Mandatory contractual or external constraints may warrant the use of harder constraints in Primavera P6. However, it may be safer to utilize a softer Finish On constraint instead of the harder Mandatory Finish constraint.
Primavera P6 – Soft Constraint
Figure 1 displays a project with four tasks labeled alphabetically. This schedule has a February 13th, 2015 Finish On constraint to describe the importance of completing the project by this date. Note the negative total float warning you that the project is not going to meet the completion date unless the schedule is adjusted. However, the Gantt chart still describes the correct sequence of tasks according to the predecessor/successor logic. Note that task D cannot commence until task C and B are complete.
Primavera P6 – Hard Constraint
Figure 2 displays the same project with a Mandatory constraint. This schedule has a February 13th, 2015 Mandatory Finish constraint to describe the absolute necessity of completing the project by that date. Note though that activity D is shown commencing before the completion of activity C. This is a violation of the logic that specifies that activities B and C must complete before the start of activity D. The danger is the project team may get the go ahead to commence activity D when the reality is that it cannot be successfully performed without the prerequisite completion of activities B and C.

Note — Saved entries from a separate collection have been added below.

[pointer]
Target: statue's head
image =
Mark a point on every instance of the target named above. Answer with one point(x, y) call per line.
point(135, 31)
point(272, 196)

Sometimes constraints on the project schedule are both out of the project manager’s sphere of influence and critically important. The problem with these constraints is that yielding to them may cause your scheduling logic to be violated. This calls into question the entire accuracy of the project schedule.
Where possible a Finish On constraint in Primavera P6 is preferable to the Mandatory Finish hard constraint. If a delivery or completion date is absolutely essential you may want to consider scheduling your project from that date backwards.